Grissom: Well, in this case we're going to recreate the flight from... 1630 hours on. You (Brass) are in 4B.
Catherine: Lou -- the angry businessman. How about that?
Sara: I want to be Shannon. Good.
Warrick: The stewardess.
Sara: Excuse me -- it's "Flight Attendant".
Grissom: Catherine-- the doctor, 3E.
Catherine: Single mom. What an imagination you have.
Grissom: Max and Marlene, 2E and F. You two are married. Who wants to wear the pants?
Nick: CSI-3 seniority, sweetie.
Warrick: Yeah, whatever. You're henpecked anyway.
Sara (to Grissom): Let me guess -- you're the computer geek.
Grissom: In the interest of clarity, yes. Nate in 2C.
(while team is re-enacting a flight on the plane; Warrick and Nick are playing a married couple)
Warrick: (to Nick) Go protect me, honey!
Nick: (to Warrick) I'll protect you, buttercup.

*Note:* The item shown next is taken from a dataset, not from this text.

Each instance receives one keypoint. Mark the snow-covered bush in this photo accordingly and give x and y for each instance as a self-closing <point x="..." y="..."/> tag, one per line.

Sara: I take it that's not blood?
Grissom: No, but it has protein in it.
Sara: Ah, the mile high club.
Grissom: So, dead guy in first class?
Brass: Las Vegas Air, I always heard it was a good time.
Grissom: If nothing criminal happened on that flight ... why isn't anybody talking to us?
Catherine: I'm going to go out on a limb here ... and say ... they're hiding something?
Grissom: Then we get to play hide-and-seek.
Gil: I got a dead body. And a crime scene with wings.
Gil: I need their shoes.
Catherine: Why are you telling me?
Gil: Cause you're the people person, right.
Catherine: Well, why don't you tell them that. They're not giving me bubkiss.
Catherine: (to passengers) Okay people, listen up. Shoes. Off. Now.
Gil: It took five people to kill him, but it would only have taken one person to save his life.
Gil: You all have different opinions, but you've taken the same point of view. You've put yourselves in the shoes of the passengers. But nobody put themselves in the shoes of the victim.